Hoffenheims Mauer fehlen Alexander-Arnolds "Eier"

Trent Alexander-Arnold ist erst 18 Jahre alt und trägt die Rückennummer 66, und verhielt sich beim Liverpooler Gegentor auch ein wenig so: Er hob bei Nordtveits Zuspiel lieber reklamierend den Arm, anstatt an Uth dranzubleiben. Doch Klopp fand einen anderen Aspekt bei seinem jungen Rechtsverteidiger "interessanter", den Führungstreffer nämlich, einen perfekten Freistoß aus rund 25 Metern: "Ich finde es erstaunlicher, dass ein 18-Jähriger die Eier hat, den Freistoß in so einer Situation rotzfrech reinzuschießen, als dass ein 18-Jähriger Schwächen in der Verteidigung hat."

Auch Alberto Moreno und Emre Can standen für den Freistoß bereit, doch Alexander-Arnold übernahm selbstbewusst. "Er hat geschossen, weil ich ihm das gesagt habe", so Klopp. "Ich beanspruche das Freistoßtor deswegen nicht für mich, weil er das besser kann, als ich es jemals konnte. Aber ich habe letzte Saison viele U-23-Spiele geschaut, und da hat er schon viele geschossen. Die Tore sind ja genauso groß, nur die Mauer vielleicht nicht so hoch." Das aber merkte man in Sinsheim nicht, weil "zwei Spieler den Kopf wegziehen" anstatt ihn "etwas mehr in den Wind zu halten", wie Nagelsmann bei "Sky" kritisierte. "Ich glaube schon, dass wir von der Mauer-Sprunghöhe den Ball locker hätten klären können."

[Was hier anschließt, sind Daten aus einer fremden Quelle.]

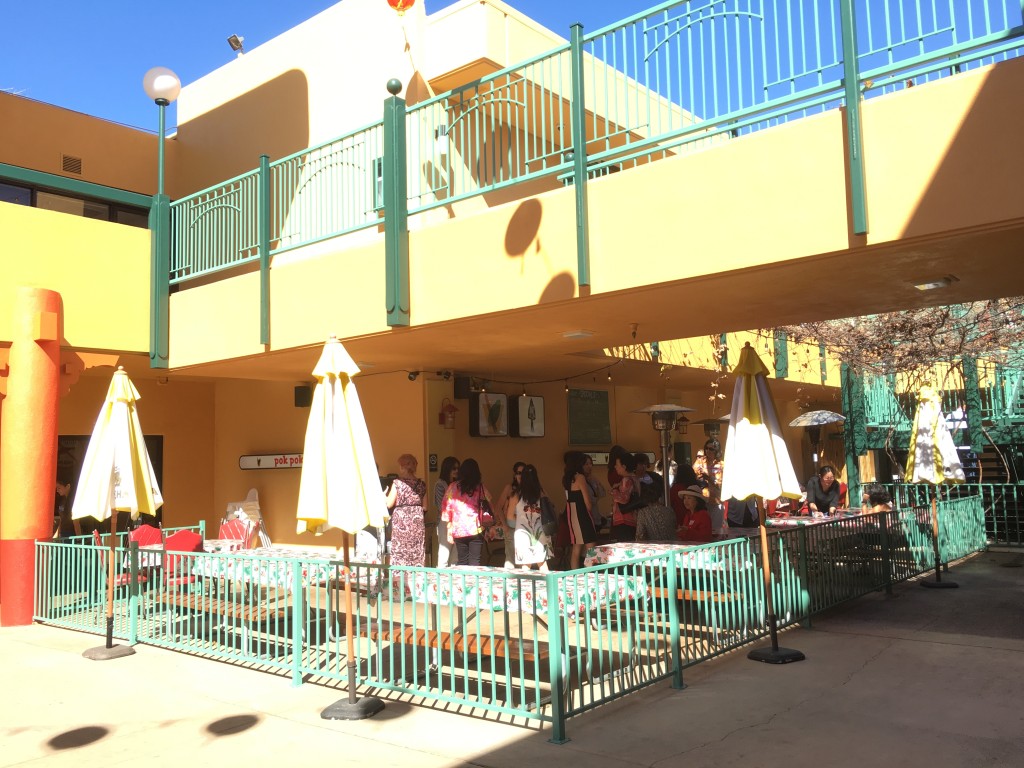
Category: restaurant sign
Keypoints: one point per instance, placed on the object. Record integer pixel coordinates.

"Sehr, sehr naiv": Auch Amiri fehlt die Abgezocktheit

Mehr Abgezocktheit - das wünschte sich Nagelsmann auch in einer anderen Szene von seiner Champions-League-unerfahrenen Truppe: nämlich als der eingewechselte Nadiem Amiri beim schnell ausgeführten Freistoß vor Liverpools 2:0 lieber sich gestikulierend bei seinen Mitspielern beschwerte, als gleich wieder am Spiel teilzunehmen. "Ich habe ein Problem damit, dass wir das Diskutieren anfangen und nicht den Ball wegschießen oder in die Hand nehmen und dann diskutieren. Das ist sehr, sehr naiv", ärgerte sich Nagelsmann. "Auf dem Niveau wird das einfach dann bestraft." Besonders tragisch, dass Nordtveit James Milners Ball dann auch noch unglücklich in den eigenen Torwinkel abfälschte. "Da hat er sich sehr feiern lassen für einen technisch sehr starken Schuss", so Nagelsmann über Milner. "Dabei wollte er eigentlich flanken."